Risk Update

Ransom Risk — Seyfarth Shaw Hit with Ransomware Attack

Posted Dan Bressler

International law firm Seyfarth discloses ransomware attack” —

  • “International law firm Seyfarth Shaw announced on Monday [October 12] that it was the victim of a ransomware attack over the weekend… The incident occurred on Saturday, with the company describing it as a ‘sophisticated and aggressive malware attack.’ The timing is typical for cyber attacks, ransomware in particular, as companies have fewer employees working weekends.”
  • “In its notification about the attack, Seyfarth Shaw says that as far as they know, ‘a number of other entities were simultaneously hit with this same attack.'”
  • “The company states that its monitoring systems caught the unauthorized activity and the IT department was quick to stop the spread.”
  • “‘Our clients remain our top priority, and we will continue to do everything necessary to protect their confidential information and continue to serve them. We are coordinating with the FBI and are working around the clock to bring our systems back online as quickly and safely as possible'”

Firm Statements on the Matter:

  • October 19: “All of the firm’s critical systems are now restored and fully operational, and we remain confident that none of our client or firm data was accessed or removed. We continue to work with leading forensics experts to complete the forensic investigation of the incident.”
  • October 15: “After locking down our systems over the weekend, our team of experts has worked tirelessly the past few days and done everything necessary to protect our clients’ and our firm’s confidential data and prevent its destruction and removal. We still have no evidence that any client or firm data was either accessed or removed. We are now in the restoration phase and have been able to bring our email system fully back online. We will continue to work through the weekend, and, based on the progress we have made so far, we expect to have full restoration of all of our critical systems by early next week.”
  • October 13: “Our team continues to work around the clock to resolve this incident. As reported earlier, we have found no evidence that any of our client or firm data was accessed or removed. We will update this page as we have more information. Thank you for your continued patience.”

Seyfarth Cyberattack Spotlights Gaps In Law Firm Security” —

  • “In Seyfarth’s case, the firm was able to stop the attack soon after detection, but not until after many of its systems, including email, were encrypted by malware, according to the firm. Such encryption means Seyfarth cannot access its files without the decryption keys, and the firm either has to pay the attacker to regain access or restore its data from a backup.”
  • “A September report by Coalition, one of the largest providers of cyber insurance services in North America, showed that the first half of 2020 has been particularly hard for many organizations, with 41% of all claims paid out related to ransomware attacks, noted Anne Hasenstab, an Oregon-based executive risk practice leader for Ward Insurance.”
  • “Coalition’s report also showed that the frequency of ransomware attacks against its policyholders rose 260% in the first six months of 2020, while the average ransom demand increased 47% from previously recorded numbers.”
  • “The shift to remote work — and the increased dependence on online technology — means that when systems are held hostage, ‘it does put companies at a significant level of misery,’ Hasenstab said.

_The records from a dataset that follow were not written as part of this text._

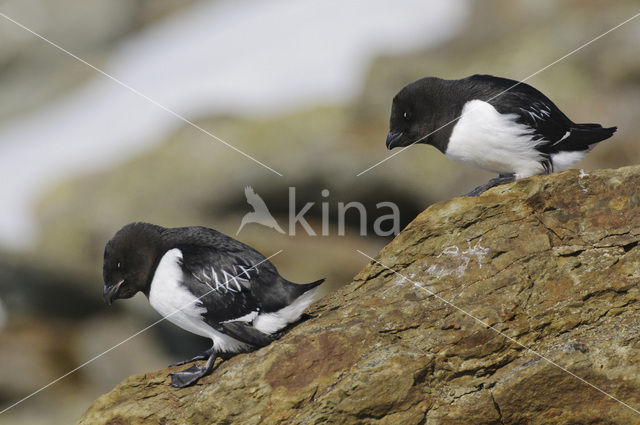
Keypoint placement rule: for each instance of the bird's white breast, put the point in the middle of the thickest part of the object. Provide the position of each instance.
(484, 138)
(177, 304)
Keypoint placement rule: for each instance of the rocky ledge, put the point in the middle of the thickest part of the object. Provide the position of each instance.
(519, 306)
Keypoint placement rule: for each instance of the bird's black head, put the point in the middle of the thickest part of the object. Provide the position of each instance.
(130, 258)
(414, 113)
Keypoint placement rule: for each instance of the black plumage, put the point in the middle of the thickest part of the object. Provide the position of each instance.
(207, 283)
(528, 135)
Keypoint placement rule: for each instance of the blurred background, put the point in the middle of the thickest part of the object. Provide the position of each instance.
(304, 87)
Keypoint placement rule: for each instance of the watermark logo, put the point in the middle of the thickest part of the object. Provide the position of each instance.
(386, 220)
(260, 213)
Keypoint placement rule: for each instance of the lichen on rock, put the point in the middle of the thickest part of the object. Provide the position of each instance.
(487, 310)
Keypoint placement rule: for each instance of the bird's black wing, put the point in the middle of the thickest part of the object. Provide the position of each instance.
(547, 123)
(222, 282)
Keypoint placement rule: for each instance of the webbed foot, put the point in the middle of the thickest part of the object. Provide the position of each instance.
(190, 376)
(496, 181)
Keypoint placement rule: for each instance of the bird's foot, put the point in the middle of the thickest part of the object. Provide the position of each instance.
(496, 181)
(190, 376)
(202, 356)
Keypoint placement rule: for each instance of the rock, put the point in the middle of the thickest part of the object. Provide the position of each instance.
(519, 306)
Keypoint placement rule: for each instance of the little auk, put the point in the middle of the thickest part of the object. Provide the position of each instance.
(207, 283)
(492, 123)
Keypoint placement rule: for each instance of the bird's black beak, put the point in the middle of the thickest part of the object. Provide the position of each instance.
(393, 139)
(110, 293)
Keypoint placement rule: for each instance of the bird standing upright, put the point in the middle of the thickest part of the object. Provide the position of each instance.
(207, 283)
(492, 123)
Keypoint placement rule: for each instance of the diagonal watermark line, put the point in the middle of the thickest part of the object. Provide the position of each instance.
(504, 91)
(128, 339)
(144, 96)
(482, 322)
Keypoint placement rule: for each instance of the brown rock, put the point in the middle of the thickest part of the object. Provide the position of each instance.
(536, 292)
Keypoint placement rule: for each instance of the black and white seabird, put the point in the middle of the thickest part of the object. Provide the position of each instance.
(207, 283)
(492, 123)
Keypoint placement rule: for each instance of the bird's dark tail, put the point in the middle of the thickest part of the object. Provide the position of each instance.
(297, 289)
(589, 134)
(281, 292)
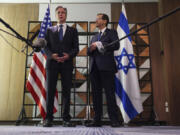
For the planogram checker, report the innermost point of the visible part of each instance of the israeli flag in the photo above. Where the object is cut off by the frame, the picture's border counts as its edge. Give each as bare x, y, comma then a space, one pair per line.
127, 86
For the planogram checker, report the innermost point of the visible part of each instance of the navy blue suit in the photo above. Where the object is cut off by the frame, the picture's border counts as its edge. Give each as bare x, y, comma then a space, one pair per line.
69, 45
102, 75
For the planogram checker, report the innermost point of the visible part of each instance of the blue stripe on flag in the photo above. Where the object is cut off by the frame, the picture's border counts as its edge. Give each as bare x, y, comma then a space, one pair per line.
127, 105
123, 23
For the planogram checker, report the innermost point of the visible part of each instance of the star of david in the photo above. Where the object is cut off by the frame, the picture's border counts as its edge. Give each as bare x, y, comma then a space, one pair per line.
130, 64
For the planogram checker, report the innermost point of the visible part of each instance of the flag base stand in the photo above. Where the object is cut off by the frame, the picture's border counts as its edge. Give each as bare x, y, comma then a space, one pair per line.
22, 118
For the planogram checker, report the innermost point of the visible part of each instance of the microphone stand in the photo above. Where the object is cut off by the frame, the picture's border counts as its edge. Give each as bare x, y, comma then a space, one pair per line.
147, 25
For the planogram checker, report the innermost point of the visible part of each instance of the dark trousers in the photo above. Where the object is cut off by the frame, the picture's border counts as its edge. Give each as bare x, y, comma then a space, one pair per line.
99, 80
66, 82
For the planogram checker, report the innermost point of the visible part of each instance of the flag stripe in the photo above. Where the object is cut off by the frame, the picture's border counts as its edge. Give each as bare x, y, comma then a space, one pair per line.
38, 81
40, 65
123, 23
127, 86
128, 106
36, 98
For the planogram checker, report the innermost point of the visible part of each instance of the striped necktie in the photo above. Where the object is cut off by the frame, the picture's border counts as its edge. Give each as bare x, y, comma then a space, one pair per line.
99, 36
61, 32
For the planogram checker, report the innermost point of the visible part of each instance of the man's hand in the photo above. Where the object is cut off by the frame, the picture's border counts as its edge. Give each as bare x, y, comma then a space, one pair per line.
93, 47
57, 58
65, 57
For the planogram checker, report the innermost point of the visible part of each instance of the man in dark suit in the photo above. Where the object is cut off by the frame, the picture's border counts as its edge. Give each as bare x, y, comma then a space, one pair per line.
102, 71
62, 47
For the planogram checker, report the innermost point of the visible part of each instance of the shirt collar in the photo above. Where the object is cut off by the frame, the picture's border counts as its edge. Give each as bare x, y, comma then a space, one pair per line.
103, 30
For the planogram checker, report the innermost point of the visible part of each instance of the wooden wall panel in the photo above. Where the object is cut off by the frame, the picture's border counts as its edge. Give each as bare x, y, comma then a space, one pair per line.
169, 33
12, 61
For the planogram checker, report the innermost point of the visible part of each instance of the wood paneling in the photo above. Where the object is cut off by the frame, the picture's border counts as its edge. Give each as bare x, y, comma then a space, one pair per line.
169, 36
12, 60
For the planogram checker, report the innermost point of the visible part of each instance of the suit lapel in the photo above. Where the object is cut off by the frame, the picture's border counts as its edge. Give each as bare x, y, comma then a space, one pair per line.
104, 34
66, 33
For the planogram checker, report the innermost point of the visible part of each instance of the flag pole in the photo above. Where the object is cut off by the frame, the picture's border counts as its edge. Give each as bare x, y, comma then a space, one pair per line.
145, 26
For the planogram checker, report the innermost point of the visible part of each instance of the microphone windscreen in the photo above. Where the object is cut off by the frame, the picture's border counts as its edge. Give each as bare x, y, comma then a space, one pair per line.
40, 42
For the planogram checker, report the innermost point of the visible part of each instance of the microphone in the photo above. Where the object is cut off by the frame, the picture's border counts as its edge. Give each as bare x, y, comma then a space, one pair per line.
40, 43
31, 39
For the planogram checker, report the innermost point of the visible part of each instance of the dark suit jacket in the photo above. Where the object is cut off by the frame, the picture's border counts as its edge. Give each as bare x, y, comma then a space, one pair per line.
105, 62
70, 45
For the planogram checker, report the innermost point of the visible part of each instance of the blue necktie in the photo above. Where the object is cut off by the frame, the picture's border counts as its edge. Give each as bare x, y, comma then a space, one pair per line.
99, 36
61, 33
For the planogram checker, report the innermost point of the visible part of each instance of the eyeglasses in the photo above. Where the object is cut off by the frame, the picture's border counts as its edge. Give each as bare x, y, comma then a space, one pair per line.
98, 19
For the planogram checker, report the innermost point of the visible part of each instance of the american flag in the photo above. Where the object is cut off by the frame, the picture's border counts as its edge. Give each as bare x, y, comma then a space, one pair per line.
36, 82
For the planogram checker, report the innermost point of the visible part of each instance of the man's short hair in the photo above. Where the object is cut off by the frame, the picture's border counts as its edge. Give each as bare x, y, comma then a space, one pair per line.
104, 17
65, 9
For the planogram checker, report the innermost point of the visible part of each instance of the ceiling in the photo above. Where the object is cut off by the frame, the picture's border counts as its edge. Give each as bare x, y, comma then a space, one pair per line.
73, 1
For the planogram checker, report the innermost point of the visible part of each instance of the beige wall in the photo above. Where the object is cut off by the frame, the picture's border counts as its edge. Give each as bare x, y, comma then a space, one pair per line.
12, 61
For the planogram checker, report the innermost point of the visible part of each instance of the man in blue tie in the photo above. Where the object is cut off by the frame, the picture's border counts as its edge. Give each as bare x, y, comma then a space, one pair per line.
62, 47
102, 71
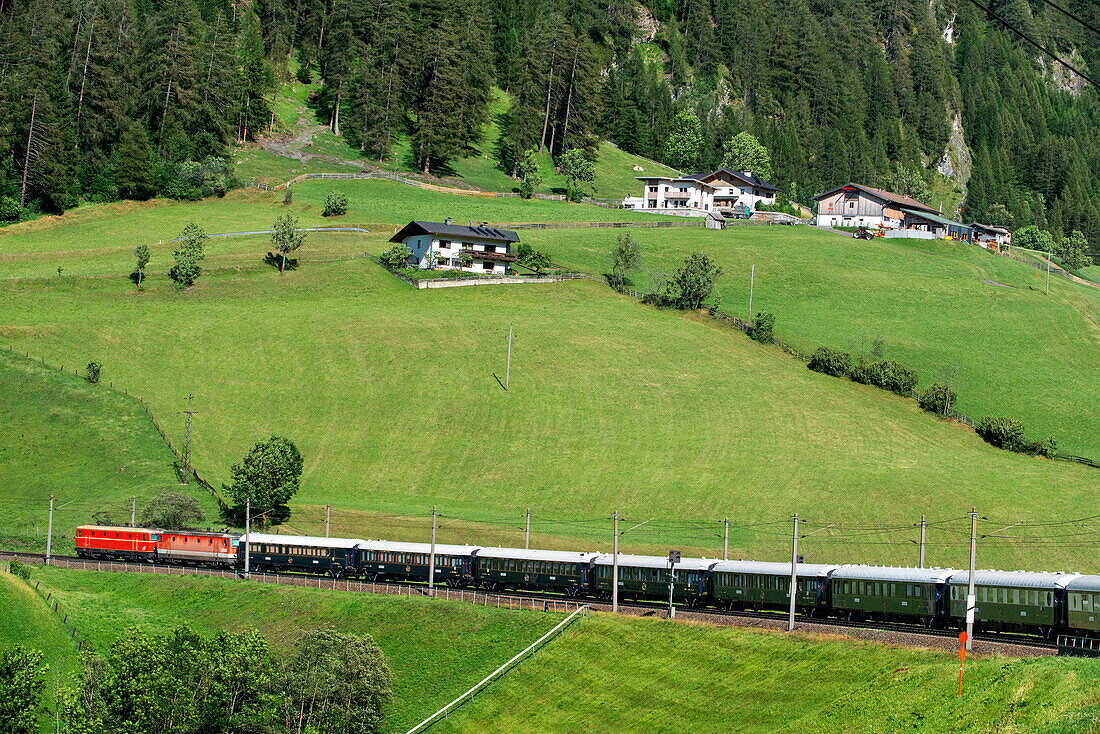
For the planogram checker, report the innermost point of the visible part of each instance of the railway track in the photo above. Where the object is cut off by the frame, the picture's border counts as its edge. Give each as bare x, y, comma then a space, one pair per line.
1004, 643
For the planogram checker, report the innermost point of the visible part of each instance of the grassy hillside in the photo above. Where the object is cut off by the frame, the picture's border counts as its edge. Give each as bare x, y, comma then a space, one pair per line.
391, 395
617, 675
321, 151
90, 446
436, 650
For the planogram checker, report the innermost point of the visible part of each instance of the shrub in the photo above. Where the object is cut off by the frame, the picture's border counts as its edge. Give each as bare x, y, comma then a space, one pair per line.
1008, 434
336, 204
831, 361
937, 398
887, 374
762, 326
20, 569
396, 256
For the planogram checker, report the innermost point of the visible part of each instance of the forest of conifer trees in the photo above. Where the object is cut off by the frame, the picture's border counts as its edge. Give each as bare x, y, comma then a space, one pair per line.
109, 99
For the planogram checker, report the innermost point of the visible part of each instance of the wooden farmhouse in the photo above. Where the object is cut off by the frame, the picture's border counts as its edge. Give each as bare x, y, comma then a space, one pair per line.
446, 245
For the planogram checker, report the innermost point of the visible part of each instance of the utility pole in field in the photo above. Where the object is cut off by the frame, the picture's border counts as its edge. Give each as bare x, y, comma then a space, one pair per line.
970, 601
431, 557
794, 572
50, 529
187, 433
922, 540
725, 540
248, 528
614, 559
507, 369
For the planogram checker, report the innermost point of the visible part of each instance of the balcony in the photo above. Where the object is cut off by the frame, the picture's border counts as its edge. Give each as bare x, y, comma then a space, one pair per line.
481, 254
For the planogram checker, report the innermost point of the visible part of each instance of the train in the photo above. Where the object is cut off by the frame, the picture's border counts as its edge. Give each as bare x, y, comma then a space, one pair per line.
1041, 604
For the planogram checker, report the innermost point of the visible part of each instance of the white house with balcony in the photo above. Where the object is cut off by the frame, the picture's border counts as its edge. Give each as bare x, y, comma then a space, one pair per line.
697, 195
446, 245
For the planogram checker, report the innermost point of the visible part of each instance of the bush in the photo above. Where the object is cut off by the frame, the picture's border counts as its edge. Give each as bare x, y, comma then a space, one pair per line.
1008, 434
336, 204
831, 361
887, 374
762, 326
937, 398
20, 569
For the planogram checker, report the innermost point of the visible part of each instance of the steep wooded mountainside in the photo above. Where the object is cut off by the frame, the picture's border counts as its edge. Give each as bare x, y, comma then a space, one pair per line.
106, 99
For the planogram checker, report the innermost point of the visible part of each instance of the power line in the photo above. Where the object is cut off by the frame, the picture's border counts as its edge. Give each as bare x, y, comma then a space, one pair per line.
1076, 18
1034, 43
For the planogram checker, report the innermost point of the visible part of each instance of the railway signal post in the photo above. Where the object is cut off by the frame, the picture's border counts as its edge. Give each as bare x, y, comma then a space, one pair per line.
794, 572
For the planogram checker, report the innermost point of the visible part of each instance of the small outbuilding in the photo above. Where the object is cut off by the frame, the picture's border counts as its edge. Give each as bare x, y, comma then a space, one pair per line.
472, 248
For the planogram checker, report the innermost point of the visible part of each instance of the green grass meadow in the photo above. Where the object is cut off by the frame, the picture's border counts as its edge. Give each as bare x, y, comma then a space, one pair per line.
391, 395
90, 446
436, 649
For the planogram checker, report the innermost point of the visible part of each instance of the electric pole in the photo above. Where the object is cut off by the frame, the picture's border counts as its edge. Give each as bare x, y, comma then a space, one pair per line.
614, 560
794, 571
507, 369
970, 601
922, 540
248, 527
50, 529
725, 540
431, 558
751, 281
187, 433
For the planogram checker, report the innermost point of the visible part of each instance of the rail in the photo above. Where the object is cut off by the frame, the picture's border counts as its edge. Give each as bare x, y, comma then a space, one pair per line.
583, 611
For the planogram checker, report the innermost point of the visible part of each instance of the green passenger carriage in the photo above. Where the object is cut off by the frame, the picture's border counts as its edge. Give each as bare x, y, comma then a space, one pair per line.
516, 568
647, 577
1022, 601
880, 592
409, 561
767, 585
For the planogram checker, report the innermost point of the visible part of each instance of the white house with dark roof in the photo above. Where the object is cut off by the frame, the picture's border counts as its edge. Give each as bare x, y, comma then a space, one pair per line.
696, 195
444, 244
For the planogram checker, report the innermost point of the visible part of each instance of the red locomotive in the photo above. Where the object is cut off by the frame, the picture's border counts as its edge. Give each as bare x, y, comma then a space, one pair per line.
151, 545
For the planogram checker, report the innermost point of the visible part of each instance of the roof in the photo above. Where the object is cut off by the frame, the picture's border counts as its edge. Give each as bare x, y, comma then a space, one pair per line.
1021, 579
551, 556
936, 218
1085, 583
305, 540
441, 549
894, 573
771, 568
751, 179
460, 231
657, 561
887, 196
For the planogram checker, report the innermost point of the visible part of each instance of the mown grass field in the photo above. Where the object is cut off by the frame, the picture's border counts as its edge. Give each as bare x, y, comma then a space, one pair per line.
436, 649
91, 447
617, 675
391, 395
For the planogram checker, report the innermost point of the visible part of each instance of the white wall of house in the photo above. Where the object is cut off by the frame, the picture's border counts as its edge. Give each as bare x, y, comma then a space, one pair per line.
448, 253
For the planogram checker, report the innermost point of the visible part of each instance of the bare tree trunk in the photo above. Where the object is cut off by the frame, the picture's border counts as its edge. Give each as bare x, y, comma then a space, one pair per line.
546, 118
26, 155
84, 77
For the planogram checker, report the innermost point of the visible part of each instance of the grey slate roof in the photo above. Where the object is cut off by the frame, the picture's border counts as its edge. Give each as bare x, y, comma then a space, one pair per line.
458, 231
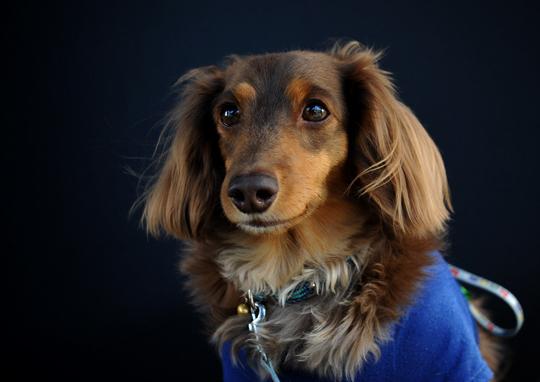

She and other experts encourage law firms to incorporate infrastructure changes into their cybersecurity policies, considering the technical differences when conducting assessments or testing.”
  • “As for how to prevent cyberattacks, Hasenstab recommends that law firms of all sizes implement multifactor authentication for important information and create ‘a culture of inclusion’ that puts cybersecurity in the firm’s risk management portfolio, including cyber insurance.”